What kind of hypothetical non-technical concerns that are part of managment's prioritization decisions would become a problem?

Because, as far as I can see, in such a case, it wouldn't matter if the devs are not aware of the non-technical concerns because those concerns would still be reflected by the prioritization.

If all three of your assumptions are true, then you're correct. The trick is getting the second two assumptions to be true. Management and devs have to agree on a % time split, and management has to agree with intermingled priorities instead of "dev % goes at the end".
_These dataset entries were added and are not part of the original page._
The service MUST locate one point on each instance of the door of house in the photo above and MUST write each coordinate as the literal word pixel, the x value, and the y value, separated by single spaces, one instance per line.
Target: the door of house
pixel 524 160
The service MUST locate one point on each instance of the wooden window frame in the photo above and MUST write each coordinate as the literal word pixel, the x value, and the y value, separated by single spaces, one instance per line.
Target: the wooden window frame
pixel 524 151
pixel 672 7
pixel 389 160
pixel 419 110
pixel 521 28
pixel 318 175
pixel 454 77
Negotiating those agreements is where having a common ground on business concerns helps. And yes, it sure does help when the managers can also see things from the dev's point of view too. In my experience, it's easier for devs to understand business concerns than the other way around, so that's the way I lean.

Yes. This sort of cost-benefit analysis also ignores some intangibles such as:

"When we're interviewing people and they find out just how backwards our CI system is, the smart ones will laugh at us and work somewhere else and we'll be left with just the dumb ones."
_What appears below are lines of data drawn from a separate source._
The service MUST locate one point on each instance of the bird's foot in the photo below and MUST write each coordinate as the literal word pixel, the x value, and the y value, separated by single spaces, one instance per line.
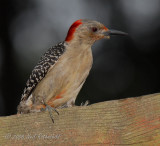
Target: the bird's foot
pixel 85 103
pixel 49 109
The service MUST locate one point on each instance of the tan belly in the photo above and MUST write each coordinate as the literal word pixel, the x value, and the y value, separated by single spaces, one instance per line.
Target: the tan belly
pixel 64 81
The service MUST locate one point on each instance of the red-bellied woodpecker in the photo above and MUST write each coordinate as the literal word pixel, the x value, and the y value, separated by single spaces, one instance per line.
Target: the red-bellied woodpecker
pixel 63 69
As @DougWebb said, immediate cost saved is the easiest way to sell CI, especially if the savings are large.

He didn't say it was the only way. Nor that you can't add more arguments if cost savings alone isn't convincing enough.

CI's cost savings will not be immediate, large or easy to measure. That's why creating this "sales process" to make them happen is such a toxic mistake.

I worked somewhere once that forced me to spend political capital to make these kinds of things happen and it was a terrible waste.

Nobody notices the disasters that don't happen and when somebody is 2x faster and develops code with fewer bugs, that tends to reflect well upon them even if they were building upon your work.

> Who the fuck writes a fully costed business case on whether or not to spend a day setting up a CI server?

A lesson I learned the hard way is that if the business doesn't care then neither should you, It's just not worth fighting uphill battles like this. The only way to measure what a business cares about (distinct from what they say they care about) is by looking at what they're willing to spend money on.

If building software is annoying for you personally then you can automate much of it, maybe even setup a CI server on you're own machine.

>A lesson I learned the hard way is that if the business doesn't care then neither should you, It's just not worth fighting uphill battles like this.

Absolutely. I used to work for a company where the battles were uphill and constant. I quit and now work for a company with no battles. One had bad financials and the other has very good financials.

The first company did teach me how to deal with very extreme technical debt, though (they'd been digging their hole for a while), which actually is a useful thing to know.

>If building software is annoying for you personally then you can automate much of it, maybe even setup a CI server on you're own machine.

The solution is GTFO.

Agree completely, just note that you can only pull the GTFO card a couple of times in a row, then it hurts your ability to pay rent, no matter how true.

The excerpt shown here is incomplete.